Thursday, 5 August 2010

Working on the Unfamiliar

This week has been consumed by travelling, visiting friends and family and catching the Picasso exhibition in Liverpool but also taking the opportunity to complete the task I had set myself along with painting buddy, Peter.

The painting task was to be based on the photograph Peter took on a recent trip to Bruges. For me this was to be a daunting task way out of my comfort zone, people and HORSES! Never having spent time drawing these beautiful animals I looked forward to pushing myself in a new direction.

Horse and Trap - Photograph courtesy of Peter Ward

As a start I decided to have an attempt at making a rough sketch as a way of making up my mind as to what I might need to do to try the painting. As you can see the sketch is all out of proportion and my first job was to be finding a way of improving that.

First draft sketch - Graphite on paper

I returned to the source photograph and did some measurement as a way of getting my head around the proportions that I would need to use to make it an accurate reflection of the source.

Getting to grips with the proportions - Graphite 0n paper

Using the measurements I drew up a grid in my sketch book and then proceeded to do a second draft.

Second draft - Graphite on paper

At this stage, feeling more confident about the proportions, I turned my attention to the other issues I felt needed to be addressed, the drawing and the difficult paint passages. The horse would be a major part of the picture so improving my confidence in drawing this would be a critical task.

Drawing the horse - Graphite on paper

The two main elements in the picture would be the horse and the driver so deciding on how they might be painted was the next job.

Driver - Watercolour on Not paper 10" x 8"

Horse - Watercolour on Not paper 10" x 8"

After the above preparations I'd reached the point where I had to commit to making the picture as planned.

Horse and Trap - Watercolour on Saunders Waterford Not 16" x 12"

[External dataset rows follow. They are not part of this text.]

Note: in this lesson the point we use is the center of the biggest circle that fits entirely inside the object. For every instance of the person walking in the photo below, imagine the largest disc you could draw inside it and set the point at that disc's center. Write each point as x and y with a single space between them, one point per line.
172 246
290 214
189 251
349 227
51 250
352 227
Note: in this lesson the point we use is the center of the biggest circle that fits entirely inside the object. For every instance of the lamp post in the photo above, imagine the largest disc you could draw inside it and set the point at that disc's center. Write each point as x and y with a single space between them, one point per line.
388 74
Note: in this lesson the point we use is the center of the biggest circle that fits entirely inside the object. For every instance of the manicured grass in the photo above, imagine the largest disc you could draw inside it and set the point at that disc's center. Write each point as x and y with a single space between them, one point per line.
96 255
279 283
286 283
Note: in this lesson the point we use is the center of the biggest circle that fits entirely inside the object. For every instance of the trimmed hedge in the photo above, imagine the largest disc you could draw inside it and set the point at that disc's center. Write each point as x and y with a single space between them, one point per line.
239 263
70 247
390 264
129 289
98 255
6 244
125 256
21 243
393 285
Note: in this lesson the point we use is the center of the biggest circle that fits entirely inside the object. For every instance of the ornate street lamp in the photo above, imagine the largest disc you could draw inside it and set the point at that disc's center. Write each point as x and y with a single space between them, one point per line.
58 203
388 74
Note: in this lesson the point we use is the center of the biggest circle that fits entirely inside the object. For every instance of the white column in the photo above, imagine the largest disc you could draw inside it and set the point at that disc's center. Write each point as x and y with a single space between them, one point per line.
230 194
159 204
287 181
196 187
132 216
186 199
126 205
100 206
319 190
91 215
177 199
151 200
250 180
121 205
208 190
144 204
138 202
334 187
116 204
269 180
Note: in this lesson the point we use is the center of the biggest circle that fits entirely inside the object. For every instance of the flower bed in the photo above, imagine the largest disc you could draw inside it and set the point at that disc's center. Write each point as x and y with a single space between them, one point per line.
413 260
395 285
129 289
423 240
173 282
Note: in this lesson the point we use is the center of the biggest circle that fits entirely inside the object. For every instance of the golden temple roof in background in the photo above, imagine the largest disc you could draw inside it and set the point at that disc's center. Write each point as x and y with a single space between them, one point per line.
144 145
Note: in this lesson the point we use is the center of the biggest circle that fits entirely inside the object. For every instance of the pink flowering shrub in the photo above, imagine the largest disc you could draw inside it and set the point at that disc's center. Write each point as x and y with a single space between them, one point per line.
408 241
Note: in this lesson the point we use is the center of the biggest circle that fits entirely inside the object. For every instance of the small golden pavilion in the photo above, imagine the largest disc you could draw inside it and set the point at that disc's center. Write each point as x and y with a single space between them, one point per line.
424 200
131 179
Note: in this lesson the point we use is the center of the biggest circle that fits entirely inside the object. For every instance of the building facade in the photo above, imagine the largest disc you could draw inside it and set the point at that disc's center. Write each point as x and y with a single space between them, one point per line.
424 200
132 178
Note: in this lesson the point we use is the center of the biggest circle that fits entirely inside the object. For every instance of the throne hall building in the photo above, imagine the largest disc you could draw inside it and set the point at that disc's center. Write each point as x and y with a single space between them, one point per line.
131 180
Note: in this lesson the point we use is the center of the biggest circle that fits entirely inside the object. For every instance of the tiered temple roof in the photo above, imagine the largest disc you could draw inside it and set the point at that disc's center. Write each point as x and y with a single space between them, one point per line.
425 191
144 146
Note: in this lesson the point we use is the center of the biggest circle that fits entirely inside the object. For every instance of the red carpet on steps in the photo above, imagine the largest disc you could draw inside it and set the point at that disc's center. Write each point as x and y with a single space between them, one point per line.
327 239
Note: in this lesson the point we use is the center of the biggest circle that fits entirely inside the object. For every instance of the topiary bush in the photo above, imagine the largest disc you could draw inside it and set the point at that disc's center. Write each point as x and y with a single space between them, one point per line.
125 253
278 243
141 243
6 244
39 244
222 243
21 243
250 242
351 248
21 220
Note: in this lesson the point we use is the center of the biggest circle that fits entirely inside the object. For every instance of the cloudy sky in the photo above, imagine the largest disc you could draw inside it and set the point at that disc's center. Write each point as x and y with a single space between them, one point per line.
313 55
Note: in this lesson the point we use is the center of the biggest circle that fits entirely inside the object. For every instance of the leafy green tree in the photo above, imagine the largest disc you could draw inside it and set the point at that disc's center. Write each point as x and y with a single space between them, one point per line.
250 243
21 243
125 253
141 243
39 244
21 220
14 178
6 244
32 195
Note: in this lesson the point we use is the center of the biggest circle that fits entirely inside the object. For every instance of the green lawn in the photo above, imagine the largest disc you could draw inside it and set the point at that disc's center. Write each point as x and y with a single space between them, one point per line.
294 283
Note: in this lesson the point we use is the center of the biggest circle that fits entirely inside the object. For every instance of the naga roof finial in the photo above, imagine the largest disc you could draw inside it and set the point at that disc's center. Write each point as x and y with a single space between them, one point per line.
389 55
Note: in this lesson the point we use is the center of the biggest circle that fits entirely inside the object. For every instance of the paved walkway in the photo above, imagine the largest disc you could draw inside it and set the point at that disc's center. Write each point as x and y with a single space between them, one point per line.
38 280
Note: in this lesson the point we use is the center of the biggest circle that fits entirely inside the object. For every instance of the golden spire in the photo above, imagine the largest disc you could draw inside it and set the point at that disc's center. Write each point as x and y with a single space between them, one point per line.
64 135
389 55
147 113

This was a testing project that taught me the necessity of detailed planning. Without the planning I'd have got no further than the original, out of proportion, sketch. So from that point of view the result is an improvement. The area that was not as well planned, the background, could have had greater attention paid to it during the initial stages.

The other issue that arises is the way that the subject and my struggle with it drove me into a tighter way of working than I would have preferred. This is something that I need to think about prior to making another picture of this sort.

I got a lot of enjoyment from the project and feel that I made some progress in terms of drawing and planning as well as the application of paint. Lets hope the lessons stick.

Whilst the piece has numerous flaws it has provided me with valuable experience for future work.


Peter Ward said...

I've just posted my version Mick so you've beaten me to it. Like your finished horse. I must confess my approach was more of a `go right in' manner and I perhaps feel I copied the photo too much. The way you've approached this has given me food for thought. I do adopt a more thoughtful approach these days but the bull in the china shop syndrome' reappears from time to time!

Mick Carney said...

Peter - The approach was all about getting up the confidence to attack the subject - way out of my comfort zone. I often find that getting started is the most difficult bit and also suffer from the old 'bull' syndrome.

Joan Breckwoldt said...

Your painting turned out beautifully. Thank you for describing your thought process. You are very talented at drawing too, nice sensitive lines.

Mick Carney said...

Joan - Thanks for visiting and for your very kind comments.

Dan Corey said...

Go Mick! this looks great and well worth the work invested. Good to see you get some time ith the brush.

Mick Carney said...

Dan - Thanks a lot. Next step, out with the oils.